This invention relates generally to tools and instruments of a type and size to be hand-manipulable and, more particularly, to a modular system of hand tools consisting of one or more tool pieces which require reconditioning from time to time and a toolpiece holder or handle to which the tool piece is detachably secured.
Even though machine shops usually employ skilled personnel to sharpen tools and instruments, it is becoming more and more commonplace to use modular tool systems to reduce costs and better insure the availability of properly sharpened tools.

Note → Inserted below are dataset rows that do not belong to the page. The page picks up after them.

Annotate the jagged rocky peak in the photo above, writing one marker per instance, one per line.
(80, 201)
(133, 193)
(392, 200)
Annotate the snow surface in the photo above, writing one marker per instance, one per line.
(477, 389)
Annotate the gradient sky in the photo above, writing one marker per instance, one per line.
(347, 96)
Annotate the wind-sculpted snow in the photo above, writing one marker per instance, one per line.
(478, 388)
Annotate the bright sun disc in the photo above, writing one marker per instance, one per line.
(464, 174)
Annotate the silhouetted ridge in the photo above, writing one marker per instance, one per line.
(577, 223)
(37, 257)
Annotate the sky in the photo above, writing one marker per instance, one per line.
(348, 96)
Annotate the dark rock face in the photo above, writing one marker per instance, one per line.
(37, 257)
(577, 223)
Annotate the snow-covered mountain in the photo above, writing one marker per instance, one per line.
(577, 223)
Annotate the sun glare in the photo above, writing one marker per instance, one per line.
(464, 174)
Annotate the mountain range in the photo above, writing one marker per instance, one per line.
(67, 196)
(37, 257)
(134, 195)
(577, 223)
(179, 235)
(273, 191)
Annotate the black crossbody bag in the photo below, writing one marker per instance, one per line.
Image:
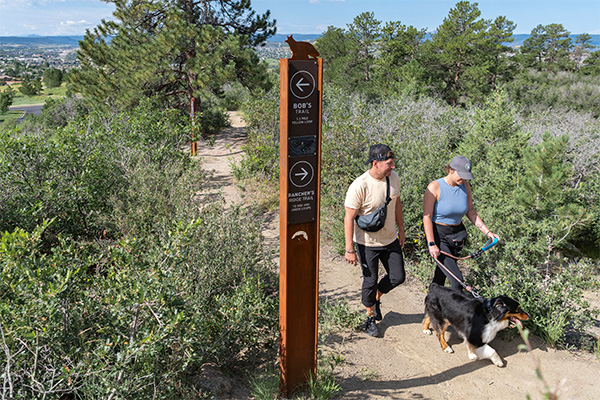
(376, 220)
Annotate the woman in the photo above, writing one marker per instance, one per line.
(447, 200)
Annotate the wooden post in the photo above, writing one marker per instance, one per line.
(194, 145)
(300, 179)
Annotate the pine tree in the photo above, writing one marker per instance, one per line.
(53, 77)
(456, 56)
(545, 193)
(177, 50)
(6, 98)
(547, 48)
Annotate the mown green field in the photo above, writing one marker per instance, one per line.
(20, 99)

Basically, under the modular concept a machine shop, for example, maintains a supply of tool pieces with properly sharpened edges which can be be releasably fixed on a tool holder so as to be easily removed when it becomes dull or damaged and replaced by a sharp one. Thus, a machining operation is interrupted for only the time required to remove a chipped or dull tool and replace it with another taken from a supply kept in optimum condition by an expert hired for the purpose.
A somewhat analogous situation exists in the field of orthopaedic surgery in that skilled services are available for sharpening surgical tools, but the case is rare that the sharpening service is on the hospital premises. Instead, the people providing such services offer to call at the hospital on a regular schedule, say, every month or two, to pick up the tools needing sharpening, but unless the volume of work is significant experience has shown they will not show up. Moreover, although such sharpening services can sharpen and return tools with a relatively short turnaround time, because the surgeon never knows whether he is going to need a particular tool an hour later, two hours later or maybe not until next week, there is a tendency on the part of hospital staff to send instruments out for sharpening only if they are badly damaged. While many hospitals designate in-house personnel to sharpen surgical instruments instead of using outside sharpening services, more often than not such personnel lack sufficient training to be truly expert in the techniques necessary to insure the finest tooling. This long-recognized problem is exacerbated by the recent adoption and growing use of the technique of coating hardened stainless steel surgical cutting instruments to increase the Rockwell hardness and strength of the cutting tip. All of the cutting instruments used in orthopaedics are made of stainless steel because it does not oxidize when sterilized, the cutting edges of which are usually made of 440C stainless which has a hardness between about 55 and 60 on the Rockwell C scale, which is as much as 15 points lower than that of non-stainless tool steels, but which cannot be used in orthopaedic surgery because they would oxidize with sterilization. As a consequence, various coatings, such as titanium nitrate, have been developed which when applied over the hardened 440C stainless steel significantly increases the Rockwell hardness and strength of the cutting tip.
Although such coatings increase the cutting strength of the tip, the sharpened edges do nonetheless become dulled and sometimes chipped with extensive use. Any attempt to sharpen such tips with an abrasive wheel or stone immediately destroys the coating, which is only three-tenthousandth of an inch thick, thereby, in effect, destroying the tool piece. In order that the benefits of coating the cutting edge of stainless steel tool pieces, despite of problem of restoring the edge when it becomes dulled has led to the development of modular techniques in the manufacture of cutting implements utilized in orthopaedics. These techniques, which may be equally applicable and useful in the fabrication of wood carving and stone carving tools, for example, consist essentially of making a relatively small tool piece of hardened stainless steel and coating its sharpened edge to increase the strength and hardness, and then detachably securing the tool piece to a suitable handle by which the tool piece can be manipulated. In this way, when a surgeon first notices that the cutting edge of a tool piece he is using or plans to use is damaged, he can simply remove and dispose of the damaged tool piece, get a replacement tip from a supply cabinet, sterilize it, and attach it to the handle without delaying the surgical procedure.
The construction of currently available modular orthopaedic tools of which applicant is aware, makes tool piece replacement inconvenient and time-consuming, due to the fact that the tool piece is secured to a handle with set-screws and/or bolts which require some form of tool for loosening and re-tightening. Moreover, such attaching means interrupt the contour of the working end of the tool which desirably is smooth and without protuberances or depressions of any kind.
Accordingly, it is a primary object of the present invention to provide an improved modular hand tool system.
Another, more specific, object of the invention is to provide a modular hand tool system especially useful in orthopaedics which includes a multiplicity of cutting tools such as chisels, gouges, osteotomes, and the like, each adapted to be releasably secured to a handle with a finger-operated screw mechanism contained in the handle.